# Import dependancies

In [108]:
import pandas as pd
import tensorflow as tf
from tensorflow.keras import Sequential
from tensorflow.keras import layers
from tensorflow import keras
from sklearn.model_selection import train_test_split


## Load titanic dataset and preprocess

In [109]:
# load dataset
df = pd.read_csv('titanic.csv')

In [110]:
# visualiasing first 20 entries of data
df.head(20)

Unnamed: 0,PassengerId,Survived,Pclass,Name,Sex,Age,SibSp,Parch,Ticket,Fare,Cabin,Embarked
0,1,0,3,"Braund, Mr. Owen Harris",male,22.0,1,0,A/5 21171,7.25,,S
1,2,1,1,"Cumings, Mrs. John Bradley (Florence Briggs Th...",female,38.0,1,0,PC 17599,71.2833,C85,C
2,3,1,3,"Heikkinen, Miss. Laina",female,26.0,0,0,STON/O2. 3101282,7.925,,S
3,4,1,1,"Futrelle, Mrs. Jacques Heath (Lily May Peel)",female,35.0,1,0,113803,53.1,C123,S
4,5,0,3,"Allen, Mr. William Henry",male,35.0,0,0,373450,8.05,,S
5,6,0,3,"Moran, Mr. James",male,,0,0,330877,8.4583,,Q
6,7,0,1,"McCarthy, Mr. Timothy J",male,54.0,0,0,17463,51.8625,E46,S
7,8,0,3,"Palsson, Master. Gosta Leonard",male,2.0,3,1,349909,21.075,,S
8,9,1,3,"Johnson, Mrs. Oscar W (Elisabeth Vilhelmina Berg)",female,27.0,0,2,347742,11.1333,,S
9,10,1,2,"Nasser, Mrs. Nicholas (Adele Achem)",female,14.0,1,0,237736,30.0708,,C


In [111]:
# description of the data
df.describe()

Unnamed: 0,PassengerId,Survived,Pclass,Age,SibSp,Parch,Fare
count,891.0,891.0,891.0,714.0,891.0,891.0,891.0
mean,446.0,0.383838,2.308642,29.699118,0.523008,0.381594,32.204208
std,257.353842,0.486592,0.836071,14.526497,1.102743,0.806057,49.693429
min,1.0,0.0,1.0,0.42,0.0,0.0,0.0
25%,223.5,0.0,2.0,20.125,0.0,0.0,7.9104
50%,446.0,0.0,3.0,28.0,0.0,0.0,14.4542
75%,668.5,1.0,3.0,38.0,1.0,0.0,31.0
max,891.0,1.0,3.0,80.0,8.0,6.0,512.3292


## Handling nan(empty values) in the dataset

There nan values in Age, cabin and Embarked columns which must be handled

### Get number of nan(empty values) in columns with NaN

In [112]:
# number of empty values
num_of_nan_Age = df['Age'].isnull().sum()
num_of_nan_Cabin = df['Cabin'].isnull().sum()
num_of_nan_Embarked = df['Embarked'].isnull().sum()
total_nan_values = df.isnull().sum().sum()


In [113]:
# print results
print("Number of empty values in Age: ",num_of_nan_Age)
print("Number of empty values in Cabin: ",num_of_nan_Cabin)
print("Number of empty values in Embarked: ",num_of_nan_Embarked)
print("Total number of empty values in entire dataset: ",total_nan_values)
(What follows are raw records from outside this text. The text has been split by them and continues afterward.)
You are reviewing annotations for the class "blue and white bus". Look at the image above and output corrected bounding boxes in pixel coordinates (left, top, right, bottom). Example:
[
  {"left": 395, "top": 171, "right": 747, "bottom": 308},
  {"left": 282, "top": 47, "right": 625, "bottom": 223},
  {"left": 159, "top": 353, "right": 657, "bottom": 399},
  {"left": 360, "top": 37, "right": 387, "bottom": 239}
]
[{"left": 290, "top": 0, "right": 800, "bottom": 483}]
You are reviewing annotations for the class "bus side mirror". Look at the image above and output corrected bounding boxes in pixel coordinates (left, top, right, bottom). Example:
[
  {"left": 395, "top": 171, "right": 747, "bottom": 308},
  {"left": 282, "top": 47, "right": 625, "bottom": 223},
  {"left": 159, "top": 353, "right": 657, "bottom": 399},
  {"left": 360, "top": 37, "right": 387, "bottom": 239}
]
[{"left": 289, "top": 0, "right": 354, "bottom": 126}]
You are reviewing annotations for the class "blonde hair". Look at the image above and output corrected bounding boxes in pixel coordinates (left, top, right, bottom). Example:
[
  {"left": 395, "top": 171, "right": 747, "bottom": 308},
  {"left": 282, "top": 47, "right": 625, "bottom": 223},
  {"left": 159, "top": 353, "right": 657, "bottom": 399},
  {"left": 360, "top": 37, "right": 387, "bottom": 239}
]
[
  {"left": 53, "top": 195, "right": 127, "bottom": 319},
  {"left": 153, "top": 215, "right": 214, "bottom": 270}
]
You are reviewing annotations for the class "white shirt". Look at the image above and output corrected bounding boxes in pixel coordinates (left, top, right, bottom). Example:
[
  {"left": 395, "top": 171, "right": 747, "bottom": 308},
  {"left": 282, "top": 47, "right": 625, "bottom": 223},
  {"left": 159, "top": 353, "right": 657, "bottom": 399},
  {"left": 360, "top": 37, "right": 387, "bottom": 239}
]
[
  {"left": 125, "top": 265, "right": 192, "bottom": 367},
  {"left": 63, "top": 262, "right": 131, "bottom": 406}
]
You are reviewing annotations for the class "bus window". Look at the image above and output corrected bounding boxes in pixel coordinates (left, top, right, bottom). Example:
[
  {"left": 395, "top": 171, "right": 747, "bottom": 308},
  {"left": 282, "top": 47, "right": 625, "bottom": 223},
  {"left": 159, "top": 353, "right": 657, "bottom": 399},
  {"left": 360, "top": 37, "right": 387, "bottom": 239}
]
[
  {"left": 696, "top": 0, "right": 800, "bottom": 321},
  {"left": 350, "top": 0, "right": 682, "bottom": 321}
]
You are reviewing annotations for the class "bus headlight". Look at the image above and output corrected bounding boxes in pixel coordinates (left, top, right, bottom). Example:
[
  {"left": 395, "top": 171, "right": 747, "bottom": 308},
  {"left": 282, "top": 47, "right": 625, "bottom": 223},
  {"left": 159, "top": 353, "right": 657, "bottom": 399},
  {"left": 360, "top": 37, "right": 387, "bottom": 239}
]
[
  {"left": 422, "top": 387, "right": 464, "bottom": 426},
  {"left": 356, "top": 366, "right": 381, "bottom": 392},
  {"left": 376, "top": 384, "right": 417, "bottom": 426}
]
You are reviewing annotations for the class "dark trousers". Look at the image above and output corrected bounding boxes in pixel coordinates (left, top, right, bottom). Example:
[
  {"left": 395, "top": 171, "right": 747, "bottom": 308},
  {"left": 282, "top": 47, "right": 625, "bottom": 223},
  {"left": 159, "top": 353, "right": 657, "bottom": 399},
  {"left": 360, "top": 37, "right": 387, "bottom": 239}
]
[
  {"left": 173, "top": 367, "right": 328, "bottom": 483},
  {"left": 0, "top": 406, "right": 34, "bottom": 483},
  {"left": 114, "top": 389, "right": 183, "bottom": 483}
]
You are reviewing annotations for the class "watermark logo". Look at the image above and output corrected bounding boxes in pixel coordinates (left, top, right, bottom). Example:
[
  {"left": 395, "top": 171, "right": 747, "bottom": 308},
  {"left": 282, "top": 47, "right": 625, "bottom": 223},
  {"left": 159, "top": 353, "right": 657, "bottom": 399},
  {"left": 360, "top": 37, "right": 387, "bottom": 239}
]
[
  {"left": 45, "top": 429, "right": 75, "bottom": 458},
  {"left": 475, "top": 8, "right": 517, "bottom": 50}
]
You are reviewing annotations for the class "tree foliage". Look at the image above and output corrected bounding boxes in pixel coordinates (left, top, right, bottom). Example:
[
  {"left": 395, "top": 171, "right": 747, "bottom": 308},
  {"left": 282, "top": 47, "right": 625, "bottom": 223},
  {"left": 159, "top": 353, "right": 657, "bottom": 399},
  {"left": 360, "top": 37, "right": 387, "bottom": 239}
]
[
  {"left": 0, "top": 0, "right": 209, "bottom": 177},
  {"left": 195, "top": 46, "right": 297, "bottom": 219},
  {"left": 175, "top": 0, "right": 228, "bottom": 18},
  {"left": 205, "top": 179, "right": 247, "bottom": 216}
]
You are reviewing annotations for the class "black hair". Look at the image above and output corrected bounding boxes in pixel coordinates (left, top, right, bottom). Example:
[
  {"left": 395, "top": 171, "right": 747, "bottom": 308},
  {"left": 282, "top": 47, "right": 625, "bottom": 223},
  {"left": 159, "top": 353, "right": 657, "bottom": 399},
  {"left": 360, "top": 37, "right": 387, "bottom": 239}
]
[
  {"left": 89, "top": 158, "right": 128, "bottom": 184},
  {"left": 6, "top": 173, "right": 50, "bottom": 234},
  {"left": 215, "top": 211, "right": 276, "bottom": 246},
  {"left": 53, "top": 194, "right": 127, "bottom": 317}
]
Number of empty values in Age:  177
Number of empty values in Cabin:  687
Number of empty values in Embarked:  2
Total number of empty values in entire dataset:  866


There are total of 866 empty values in the entire dataset which can not be dropped.I will replace the nan values in Age coloumn with the average age and then for Cabin and Embarked columns with the mode value in each column.

### Get mean and mode values

In [114]:
average_age = df['Age'].mean()
cabin_mode = df['Cabin'].mode()[0]
embarked_mode = df['Embarked'].mode()[0]

In [115]:
print("Average age: ", average_age)
print("Cabin mode: ", cabin_mode)
print("Embarked mode: ", embarked_mode)

Average age:  29.69911764705882
Cabin mode:  B96 B98
Embarked mode:  S


### Change values

The mode for Cabin is C23 and that of Embarked is S

In [116]:
df.Age.fillna(value=average_age, inplace=True)
df.Cabin.fillna(value=cabin_mode, inplace=True)
df.Embarked.fillna(value=embarked_mode, inplace=True)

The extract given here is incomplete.